After the SHTF we will need to be very careful with OPSEC. One sure thing that will attract roaming survivors and looters is a light at night. It will show that not only is someone in residence but that person has access to equipment, at the minimum light. We need to keep our heads down more than that.

Ideally we would just block up the windows. Bricks, plasterboard or metal sheeting are ideal from a protection viewpoint but can easily draw attention to the house. It is clear that they have been boarded up. If this isn’t a problem and you may be open to attack then consider that option for your home. For most of us though it would likely make our homes look like a fortress and one with something worth protecting which we don’t want. What you need for general use is something that can be put up before you put a light on and can be taken down in the morning. We need to go back to WWII and look at blackout curtains.

Blackout curtains are easy enough to make. Ordinary curtains, even thick ones, usually light up, just look out of your window at night at other houses, and this will show that there is some light there and although they may not attract people miles away anyone close will see the light. You need to put a layer of either; blackout fabric which you can buy, thick fabric or thick bin bag liner, the suitable bags are used for rubble, to the reverse side. You can sew the two materials together. You could even use cardboard as a backing which could be glued. Obviously the cardboard version will not be able to be opened and closed as the blackout fabric and bags can be used where no other material is available in an emergency.

When measuring them make sure that they overlap at least 9 inches on all sides with the rod about the same distance above. Put the rod as close to the wall above the window you can and the sheet will then cover the window completely. A hook and a tie at the bottom will complete the fitting and offer protection from being accidentally knocked aside. 9 inches is probably overkill but will handle a brighter light if necessary without overspill.

Every time you fit them you must check they are working correctly and that the material has not been damaged, a seam opened or material slipped. One incorrect fitting could be your undoing.

Personally, I would look at putting a more permanent fixture upstairs where the will not face someone peering into the windows during the day. A wooden box about a foot deep and again 9 inches overlap that covers the windows yet allows them to look normal can be installed upstairs where people may be moving around during the day and could be seen over a distance. Downstairs the removable curtains can be put in place before people move around so they can get some fresh air and stretch their legs.

If they go outside though they will need to be careful of light escaping through the open doors but if this is a requirement then you need to make an air lock made from blackout curtains and a wooden frame that you walk through when you want to go out. Only thing is you can’t take lights with you so you had better be familiar with the terrain.

Think about your needs and buy what you need now.

6 comments to Going dark

  • half

    I have thermal curtains in the living room and they are excellent at blocking the light.

  • Skean Dhude

    Thermal curtains? Tell me more what do they do?

  • Luddite

    I have blackout curtains with a thermal lining and I use Velcro at the sides to ensure a light-tight fitting.

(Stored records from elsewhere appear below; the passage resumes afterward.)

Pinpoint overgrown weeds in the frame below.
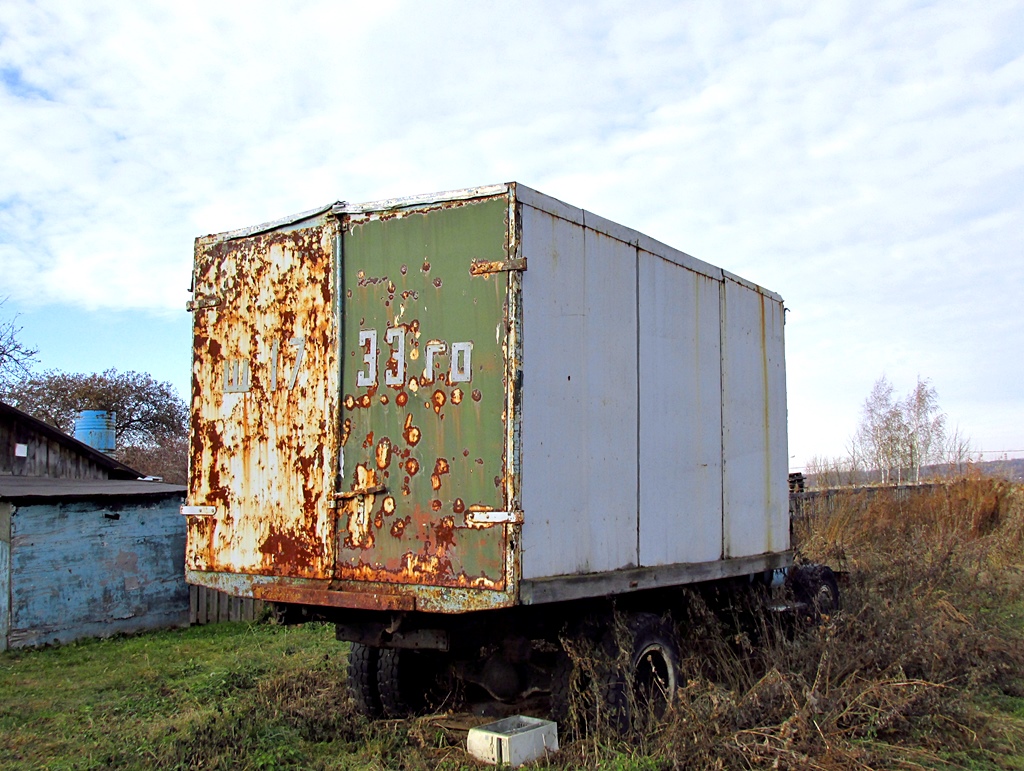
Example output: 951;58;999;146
0;479;1024;770
589;479;1024;769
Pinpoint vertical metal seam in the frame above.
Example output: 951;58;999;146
633;241;643;567
333;222;345;489
718;275;728;559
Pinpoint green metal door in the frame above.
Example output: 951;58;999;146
336;196;515;591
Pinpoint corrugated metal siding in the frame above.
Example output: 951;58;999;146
6;496;188;648
722;276;790;557
639;252;722;566
521;199;637;577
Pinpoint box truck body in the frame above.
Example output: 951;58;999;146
184;183;790;613
182;183;794;717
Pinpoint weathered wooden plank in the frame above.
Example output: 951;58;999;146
9;497;189;647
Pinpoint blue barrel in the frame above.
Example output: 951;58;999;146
75;410;117;454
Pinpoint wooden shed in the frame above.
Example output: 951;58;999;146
0;403;188;649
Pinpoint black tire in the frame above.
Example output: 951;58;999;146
551;613;680;735
348;642;383;718
629;613;679;724
377;648;453;718
786;565;842;622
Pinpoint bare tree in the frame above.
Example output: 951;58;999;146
900;377;946;482
850;376;946;484
0;297;39;386
854;375;903;483
942;426;981;476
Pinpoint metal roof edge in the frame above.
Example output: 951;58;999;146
513;182;586;225
722;269;783;302
515;183;723;281
197;201;343;244
331;182;516;214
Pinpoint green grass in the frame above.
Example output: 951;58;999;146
0;480;1024;771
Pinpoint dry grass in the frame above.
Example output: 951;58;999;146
589;479;1024;769
0;478;1024;771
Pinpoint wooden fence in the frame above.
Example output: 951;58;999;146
188;586;265;624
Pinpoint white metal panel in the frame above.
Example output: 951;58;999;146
722;276;790;557
522;201;638;579
639;252;722;566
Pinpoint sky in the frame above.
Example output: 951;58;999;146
0;0;1024;470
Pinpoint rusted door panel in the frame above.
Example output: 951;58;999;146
186;215;338;577
336;196;509;590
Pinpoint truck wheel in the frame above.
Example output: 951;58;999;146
786;565;841;622
623;613;679;730
551;613;679;735
377;648;452;718
348;642;383;718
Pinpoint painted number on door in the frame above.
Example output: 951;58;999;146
355;327;473;388
223;336;306;393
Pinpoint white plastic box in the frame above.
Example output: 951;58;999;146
466;715;558;768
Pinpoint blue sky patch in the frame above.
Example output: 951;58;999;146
0;67;53;101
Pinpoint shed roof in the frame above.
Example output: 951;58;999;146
0;401;142;479
0;476;186;504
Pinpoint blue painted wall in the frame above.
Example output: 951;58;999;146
0;495;188;648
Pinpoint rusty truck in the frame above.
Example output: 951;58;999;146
182;182;823;715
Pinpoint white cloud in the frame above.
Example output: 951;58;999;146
0;0;1024;458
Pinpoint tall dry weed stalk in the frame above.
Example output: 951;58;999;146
569;477;1024;769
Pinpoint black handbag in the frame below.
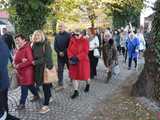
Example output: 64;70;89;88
69;56;79;65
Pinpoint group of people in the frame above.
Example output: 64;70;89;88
0;23;145;119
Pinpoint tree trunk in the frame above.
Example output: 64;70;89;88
131;0;160;101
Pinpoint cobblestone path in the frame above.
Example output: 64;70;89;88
9;57;144;120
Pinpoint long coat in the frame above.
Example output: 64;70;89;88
102;42;118;67
67;37;90;80
127;37;140;59
0;37;9;90
32;41;53;85
14;43;34;85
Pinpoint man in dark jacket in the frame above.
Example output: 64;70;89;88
2;28;16;63
0;37;19;120
54;23;70;88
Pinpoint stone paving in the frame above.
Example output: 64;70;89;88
9;57;144;120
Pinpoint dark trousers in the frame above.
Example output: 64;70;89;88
128;57;137;68
89;51;98;79
121;47;126;56
43;84;52;105
0;89;8;112
57;57;68;86
125;49;128;63
20;85;38;105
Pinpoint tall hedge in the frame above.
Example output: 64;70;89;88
10;0;53;37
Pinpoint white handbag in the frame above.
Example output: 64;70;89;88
93;48;100;58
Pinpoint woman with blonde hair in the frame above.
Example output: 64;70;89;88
32;30;53;114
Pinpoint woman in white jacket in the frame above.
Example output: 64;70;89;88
88;28;100;79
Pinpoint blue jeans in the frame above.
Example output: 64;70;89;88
20;85;38;105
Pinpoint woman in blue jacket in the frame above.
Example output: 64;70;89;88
127;32;139;70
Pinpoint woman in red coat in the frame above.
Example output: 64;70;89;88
14;34;38;110
67;30;90;99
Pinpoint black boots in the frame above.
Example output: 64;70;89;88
106;71;112;83
84;84;90;92
71;90;79;99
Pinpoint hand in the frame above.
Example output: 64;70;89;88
59;52;64;57
22;58;27;63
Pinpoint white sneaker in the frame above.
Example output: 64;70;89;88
39;106;50;114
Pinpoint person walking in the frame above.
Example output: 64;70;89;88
127;32;140;70
32;30;53;114
2;28;16;63
67;30;90;99
0;37;19;120
89;28;100;79
103;38;118;83
14;34;38;110
54;23;71;90
113;30;121;54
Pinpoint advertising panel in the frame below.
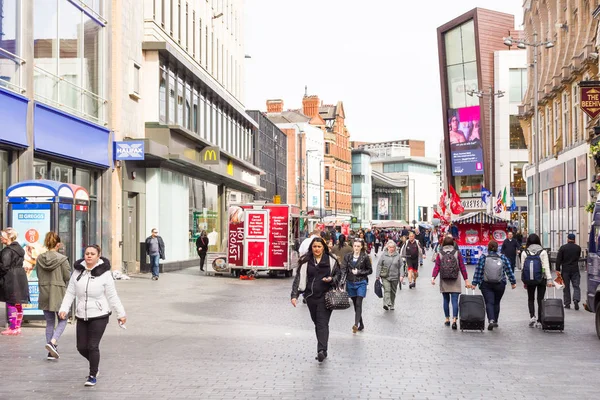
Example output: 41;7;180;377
227;206;245;267
448;106;483;176
12;204;50;316
377;197;389;217
267;206;290;268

    In case you’re wondering why I have this pre-sitx, it’s because I have a home cinema, and the thermal lining because I have huge bay windows and it helps to retain heat in the winter.

    Heat could be another problem, as infra-red scopes are readily available these days, so the thermal barrier would help with that, too.

  • Skean Dhude

    Luddite,

    You are correct about the infra-red although like everyone else the bad guys will suffer from power issues.

    The thermal lining is a good idea to give the added bonus of a heat retainer.

    The velcro is a good idea. They didn’t have that in WWII. I think I’ll add these to the article.

  • Skvez

    Bricking up your windows can lead to condensation and mould issues. Most windows are designed to intentionally leak a little air.
    Sewing blackout material to the back of curtains that hang from a rail works fine if you want to block 95% of the light to hide your property from being seen from the air (WWII) but still lets light slip round the top and bottom of the curtains which will be seen by anyone walking down your street (especially if there are no other lights in the street).
    To blackout virtually all the light blackout curtains need to fit tightly against the walls of the window. I’ve heard of this being done with stick-on Velcro strips but I’ve had bad experiences with the repeatability of Velcro (after a couple of hundred connect/disconnect cycles the little loops break or the little hooks loose their curve).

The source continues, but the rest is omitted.